Nach dem 30. Januar 1933 erledigte Speer einige Bauaufträge zur Zufriedenheit der neuen Machthaber und sah sich bald von Hitler umworben und in dessen Entourage gerufen. Auf die erotische Komponente dieser seltsamen Freundschaft hat Fest bereits in seiner Hitler-Biografie aufmerksam gemacht, und er führt diesen Gedanken hier weiter aus. Interessant ist sein Hinweis, dass Hitler, was die Gefühlsebene betraf, der stärker Abhängige war, während Speer als der Kühlere und emotional Überlegene erscheint. In dem jungen Architekten habe der beziehungsgestörte Diktator sich wiedererkannt, "sein anderes Selbst, aber müheloser entfaltet, mit der Sicherheit des guten Herkommens".

Speer hat in seinen Erinnerungen seine Entscheidung, sich an Hitler zu binden, mit dem Teufelspakt in Goethes Faust verglichen, und sein Biograf folgt ihm auch darin bereitwillig. Speer, sagt er, habe gar keine andere Wahl gehabt, als diesen Pakt einzugehen. Denn er habe an Hitler vorerst nur die "menschlich einnehmenden Züge" wahrnehmen können. Wer sehen wollte, der konnte freilich schon früh auch die abstoßenden Seiten erkennen, nicht nur beim "Führer" selbst, sondern auch in den Maßnahmen des Regimes, dem Terror gegen Linke und Juden zum Beispiel. Fest spricht von einem "Mißgeschick der Minderheiten" und verharmlost so das Ausmaß der Gewalt, das schon in den ersten Jahren der Hitler-Diktatur herrschte.

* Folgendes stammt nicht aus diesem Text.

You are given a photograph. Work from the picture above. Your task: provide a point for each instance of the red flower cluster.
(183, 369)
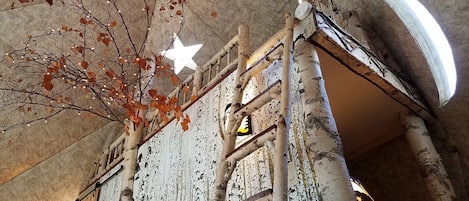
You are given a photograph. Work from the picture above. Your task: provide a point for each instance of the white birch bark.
(225, 168)
(280, 191)
(323, 143)
(130, 160)
(429, 161)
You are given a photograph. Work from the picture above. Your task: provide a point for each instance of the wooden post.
(323, 143)
(280, 186)
(134, 137)
(225, 168)
(197, 81)
(433, 172)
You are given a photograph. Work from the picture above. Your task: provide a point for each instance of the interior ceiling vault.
(51, 162)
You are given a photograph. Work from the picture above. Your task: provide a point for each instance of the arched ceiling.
(213, 23)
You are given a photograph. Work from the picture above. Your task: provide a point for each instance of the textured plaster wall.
(110, 189)
(47, 180)
(176, 165)
(390, 173)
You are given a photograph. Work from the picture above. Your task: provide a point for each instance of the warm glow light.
(182, 56)
(432, 41)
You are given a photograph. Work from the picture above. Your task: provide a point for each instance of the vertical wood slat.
(429, 161)
(280, 190)
(225, 169)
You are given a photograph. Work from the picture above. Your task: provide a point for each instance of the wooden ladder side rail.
(280, 186)
(252, 144)
(260, 100)
(224, 168)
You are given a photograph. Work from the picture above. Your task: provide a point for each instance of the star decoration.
(182, 56)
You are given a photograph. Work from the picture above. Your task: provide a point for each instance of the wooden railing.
(196, 85)
(193, 87)
(107, 161)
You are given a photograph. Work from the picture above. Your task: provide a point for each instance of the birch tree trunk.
(225, 168)
(323, 143)
(280, 187)
(433, 172)
(132, 141)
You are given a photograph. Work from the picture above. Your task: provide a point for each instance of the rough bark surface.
(323, 142)
(280, 191)
(134, 138)
(429, 161)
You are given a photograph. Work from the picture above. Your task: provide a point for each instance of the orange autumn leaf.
(121, 60)
(83, 21)
(101, 64)
(48, 86)
(113, 24)
(92, 76)
(194, 98)
(84, 64)
(185, 89)
(111, 74)
(152, 93)
(78, 49)
(106, 41)
(214, 14)
(178, 112)
(174, 79)
(185, 123)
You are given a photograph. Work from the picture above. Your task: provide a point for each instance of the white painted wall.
(177, 165)
(110, 189)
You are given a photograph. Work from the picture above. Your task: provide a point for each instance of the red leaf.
(152, 93)
(92, 75)
(84, 64)
(214, 14)
(48, 86)
(83, 21)
(185, 89)
(106, 41)
(113, 24)
(78, 49)
(178, 112)
(185, 123)
(65, 28)
(121, 60)
(194, 97)
(111, 74)
(174, 79)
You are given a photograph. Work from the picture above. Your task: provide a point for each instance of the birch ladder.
(277, 132)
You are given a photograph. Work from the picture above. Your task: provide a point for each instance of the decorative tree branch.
(95, 67)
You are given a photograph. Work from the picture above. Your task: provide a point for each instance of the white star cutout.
(182, 56)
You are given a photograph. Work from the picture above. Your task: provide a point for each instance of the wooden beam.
(361, 61)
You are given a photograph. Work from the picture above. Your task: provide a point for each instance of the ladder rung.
(263, 195)
(253, 144)
(259, 101)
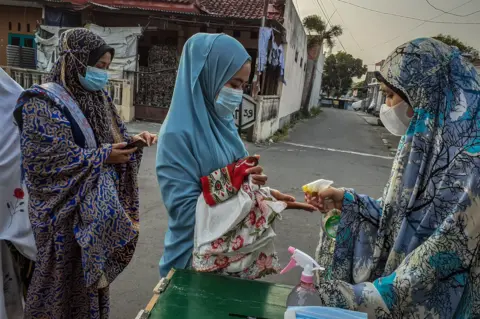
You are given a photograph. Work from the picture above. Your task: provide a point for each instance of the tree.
(464, 48)
(338, 72)
(318, 33)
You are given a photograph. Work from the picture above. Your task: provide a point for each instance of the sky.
(372, 36)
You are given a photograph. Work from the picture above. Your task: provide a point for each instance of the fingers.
(329, 193)
(257, 170)
(282, 197)
(301, 206)
(155, 139)
(259, 180)
(119, 145)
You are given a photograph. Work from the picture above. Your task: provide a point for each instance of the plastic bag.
(317, 186)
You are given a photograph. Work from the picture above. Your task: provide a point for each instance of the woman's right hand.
(326, 200)
(119, 155)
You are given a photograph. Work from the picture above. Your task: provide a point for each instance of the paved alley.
(338, 145)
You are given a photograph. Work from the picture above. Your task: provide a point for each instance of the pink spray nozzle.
(292, 264)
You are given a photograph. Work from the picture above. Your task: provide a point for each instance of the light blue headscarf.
(194, 140)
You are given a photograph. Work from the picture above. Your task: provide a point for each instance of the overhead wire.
(418, 26)
(343, 21)
(328, 22)
(453, 14)
(407, 17)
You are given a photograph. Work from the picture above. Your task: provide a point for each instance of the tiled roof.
(241, 9)
(186, 6)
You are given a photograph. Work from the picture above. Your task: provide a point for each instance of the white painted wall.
(317, 83)
(291, 98)
(267, 121)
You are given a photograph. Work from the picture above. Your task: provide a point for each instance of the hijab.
(437, 166)
(194, 141)
(14, 223)
(80, 48)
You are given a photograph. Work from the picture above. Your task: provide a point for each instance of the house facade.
(149, 36)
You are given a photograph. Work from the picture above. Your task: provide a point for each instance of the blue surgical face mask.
(227, 101)
(95, 79)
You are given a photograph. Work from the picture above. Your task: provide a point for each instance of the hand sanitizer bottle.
(305, 293)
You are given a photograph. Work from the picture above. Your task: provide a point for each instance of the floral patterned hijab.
(14, 223)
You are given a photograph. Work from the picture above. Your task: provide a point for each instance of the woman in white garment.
(17, 245)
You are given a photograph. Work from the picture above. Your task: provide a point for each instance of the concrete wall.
(317, 81)
(296, 47)
(267, 122)
(11, 18)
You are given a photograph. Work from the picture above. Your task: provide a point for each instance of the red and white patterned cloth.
(234, 233)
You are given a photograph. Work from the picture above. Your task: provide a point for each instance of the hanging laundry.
(274, 56)
(263, 40)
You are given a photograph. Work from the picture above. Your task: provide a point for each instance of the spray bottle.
(331, 219)
(304, 294)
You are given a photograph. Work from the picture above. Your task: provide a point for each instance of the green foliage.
(447, 39)
(318, 31)
(338, 72)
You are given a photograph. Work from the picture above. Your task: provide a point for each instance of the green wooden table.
(186, 294)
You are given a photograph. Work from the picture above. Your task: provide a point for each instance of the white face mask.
(395, 118)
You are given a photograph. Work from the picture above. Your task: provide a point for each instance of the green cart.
(185, 294)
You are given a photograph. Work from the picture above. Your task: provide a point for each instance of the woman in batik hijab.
(17, 245)
(82, 183)
(415, 252)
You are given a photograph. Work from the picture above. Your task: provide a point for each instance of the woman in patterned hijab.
(415, 252)
(82, 183)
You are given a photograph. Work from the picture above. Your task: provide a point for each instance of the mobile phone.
(138, 144)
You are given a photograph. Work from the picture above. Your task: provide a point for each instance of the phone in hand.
(137, 144)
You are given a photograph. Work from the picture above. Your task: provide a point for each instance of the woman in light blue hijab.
(199, 134)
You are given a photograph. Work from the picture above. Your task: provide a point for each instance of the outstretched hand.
(331, 198)
(258, 178)
(291, 201)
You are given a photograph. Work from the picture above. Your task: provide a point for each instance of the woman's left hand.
(147, 137)
(291, 201)
(258, 178)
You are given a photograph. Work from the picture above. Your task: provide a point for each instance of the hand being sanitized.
(304, 294)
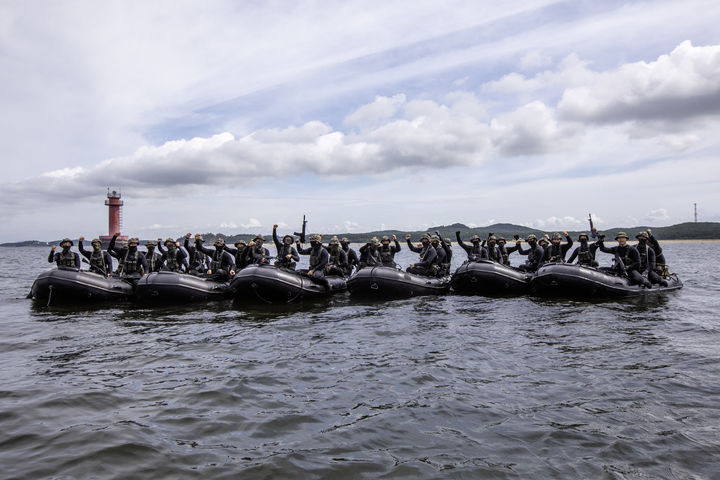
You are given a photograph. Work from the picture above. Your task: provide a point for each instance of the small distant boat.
(488, 277)
(572, 280)
(173, 287)
(388, 282)
(271, 284)
(63, 285)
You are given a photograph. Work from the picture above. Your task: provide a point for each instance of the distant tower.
(114, 203)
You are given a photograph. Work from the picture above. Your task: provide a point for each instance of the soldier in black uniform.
(585, 253)
(505, 251)
(257, 254)
(534, 253)
(99, 260)
(221, 263)
(287, 256)
(387, 251)
(65, 258)
(132, 262)
(491, 251)
(153, 258)
(337, 261)
(240, 254)
(197, 260)
(627, 259)
(428, 257)
(648, 260)
(173, 259)
(370, 254)
(353, 260)
(556, 251)
(473, 251)
(319, 258)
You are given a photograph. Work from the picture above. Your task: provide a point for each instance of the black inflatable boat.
(65, 285)
(271, 284)
(388, 282)
(487, 277)
(172, 287)
(572, 280)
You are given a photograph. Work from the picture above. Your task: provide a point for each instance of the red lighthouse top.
(114, 203)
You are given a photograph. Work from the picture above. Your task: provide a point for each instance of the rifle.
(302, 234)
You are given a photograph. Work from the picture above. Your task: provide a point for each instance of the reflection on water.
(448, 387)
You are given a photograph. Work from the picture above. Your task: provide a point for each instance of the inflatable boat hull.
(172, 287)
(270, 284)
(486, 277)
(388, 282)
(71, 285)
(571, 280)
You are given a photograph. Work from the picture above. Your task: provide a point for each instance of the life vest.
(585, 256)
(556, 254)
(373, 257)
(129, 263)
(171, 262)
(505, 256)
(240, 262)
(216, 261)
(153, 258)
(643, 258)
(67, 259)
(315, 257)
(97, 262)
(197, 261)
(494, 254)
(387, 256)
(282, 260)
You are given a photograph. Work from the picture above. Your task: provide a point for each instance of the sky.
(231, 116)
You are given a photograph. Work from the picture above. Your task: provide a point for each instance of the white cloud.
(683, 84)
(381, 109)
(531, 129)
(252, 223)
(533, 60)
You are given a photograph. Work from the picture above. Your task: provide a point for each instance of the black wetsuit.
(258, 255)
(660, 264)
(353, 260)
(99, 260)
(535, 255)
(387, 254)
(65, 258)
(132, 261)
(154, 260)
(505, 252)
(428, 260)
(585, 254)
(240, 256)
(196, 260)
(627, 261)
(319, 258)
(492, 252)
(369, 256)
(473, 251)
(173, 260)
(555, 252)
(283, 251)
(337, 261)
(221, 262)
(648, 263)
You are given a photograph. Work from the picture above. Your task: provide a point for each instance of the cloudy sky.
(229, 116)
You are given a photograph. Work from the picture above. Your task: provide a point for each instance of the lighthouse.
(114, 203)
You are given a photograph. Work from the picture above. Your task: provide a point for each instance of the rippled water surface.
(449, 387)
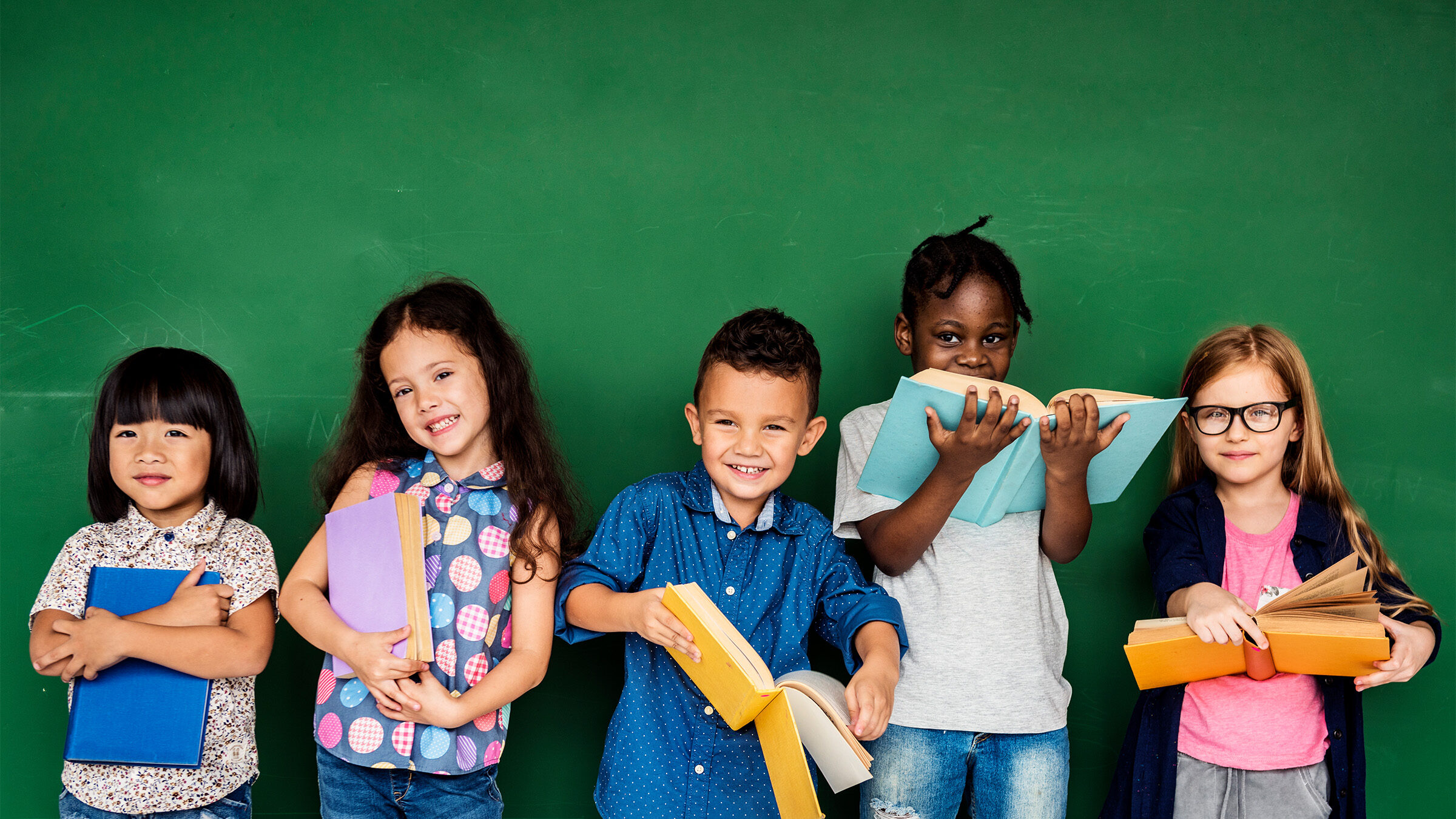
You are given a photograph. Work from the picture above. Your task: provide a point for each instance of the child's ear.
(812, 435)
(695, 423)
(905, 334)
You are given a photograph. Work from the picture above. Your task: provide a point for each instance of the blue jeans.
(928, 774)
(353, 792)
(238, 805)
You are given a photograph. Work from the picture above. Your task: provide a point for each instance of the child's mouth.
(442, 425)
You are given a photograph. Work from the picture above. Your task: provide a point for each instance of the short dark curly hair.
(765, 342)
(940, 264)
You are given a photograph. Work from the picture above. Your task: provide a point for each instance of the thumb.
(932, 423)
(194, 575)
(1107, 433)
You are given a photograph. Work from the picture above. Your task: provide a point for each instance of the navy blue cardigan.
(1185, 545)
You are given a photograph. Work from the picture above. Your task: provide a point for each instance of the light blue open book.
(1017, 479)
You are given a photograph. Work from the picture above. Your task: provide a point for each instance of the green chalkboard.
(254, 180)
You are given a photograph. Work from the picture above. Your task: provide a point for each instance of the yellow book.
(1327, 625)
(791, 713)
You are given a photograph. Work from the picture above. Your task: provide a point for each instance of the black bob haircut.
(177, 386)
(940, 264)
(765, 342)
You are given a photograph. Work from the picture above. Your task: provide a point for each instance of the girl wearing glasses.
(1257, 508)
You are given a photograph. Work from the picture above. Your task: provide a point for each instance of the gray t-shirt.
(983, 614)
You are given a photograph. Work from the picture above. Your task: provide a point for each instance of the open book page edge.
(957, 383)
(821, 736)
(829, 696)
(1314, 586)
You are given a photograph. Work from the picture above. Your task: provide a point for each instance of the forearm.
(210, 652)
(1068, 519)
(44, 639)
(899, 537)
(598, 608)
(519, 672)
(878, 644)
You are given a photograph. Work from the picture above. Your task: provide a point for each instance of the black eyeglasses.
(1263, 417)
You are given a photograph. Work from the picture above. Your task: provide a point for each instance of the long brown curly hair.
(521, 432)
(1309, 465)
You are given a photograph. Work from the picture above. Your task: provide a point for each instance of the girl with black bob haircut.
(172, 481)
(178, 386)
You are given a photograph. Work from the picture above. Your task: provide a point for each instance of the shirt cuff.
(571, 578)
(871, 608)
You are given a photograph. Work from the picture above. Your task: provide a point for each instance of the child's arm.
(598, 608)
(103, 640)
(1068, 450)
(306, 607)
(530, 618)
(897, 538)
(871, 693)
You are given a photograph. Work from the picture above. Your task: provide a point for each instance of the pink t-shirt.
(1241, 723)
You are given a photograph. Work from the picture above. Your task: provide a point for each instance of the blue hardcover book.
(1017, 479)
(139, 713)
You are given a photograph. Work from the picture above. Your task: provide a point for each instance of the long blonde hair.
(1309, 468)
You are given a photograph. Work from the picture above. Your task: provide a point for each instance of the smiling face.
(442, 398)
(752, 428)
(162, 468)
(1238, 457)
(973, 332)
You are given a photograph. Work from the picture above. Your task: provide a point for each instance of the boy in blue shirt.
(770, 563)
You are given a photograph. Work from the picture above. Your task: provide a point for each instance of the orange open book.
(1327, 625)
(791, 713)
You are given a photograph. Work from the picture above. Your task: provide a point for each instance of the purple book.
(376, 571)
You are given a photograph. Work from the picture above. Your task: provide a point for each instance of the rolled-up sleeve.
(1174, 553)
(846, 602)
(615, 559)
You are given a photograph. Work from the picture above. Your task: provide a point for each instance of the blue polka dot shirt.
(669, 754)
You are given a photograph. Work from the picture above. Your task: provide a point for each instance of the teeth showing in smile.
(445, 423)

Das Medium, über das Hitler und Speer zueinander fanden, war die Architektur. Die Kapitel, die Fest diesem Komplex widmet, zählen zu den Glanzpunkten der Biografie. Sein Urteil über die gigantomanischen Pläne für das Reichsparteitagsgelände in Nürnberg und den Umbau Berlins zur "Welthauptstadt Germania" ist ebenso entschieden wie treffend: "Es war Despotenarchitektur, die trotz aller höher zielenden Absichten nicht über die Demonstration nackter Macht hinauskam, kalt, erstorben und menschenfern, aber auch von auffallender Einfallsarmut." Dabei war Speer, wie Fest hervorhebt, nicht bloßer Erfüllungsgehilfe von Hitlers Kolossalschwelgereien; vielmehr suchte er, um dem Diktator zu imponieren, diese noch zu übertreffen.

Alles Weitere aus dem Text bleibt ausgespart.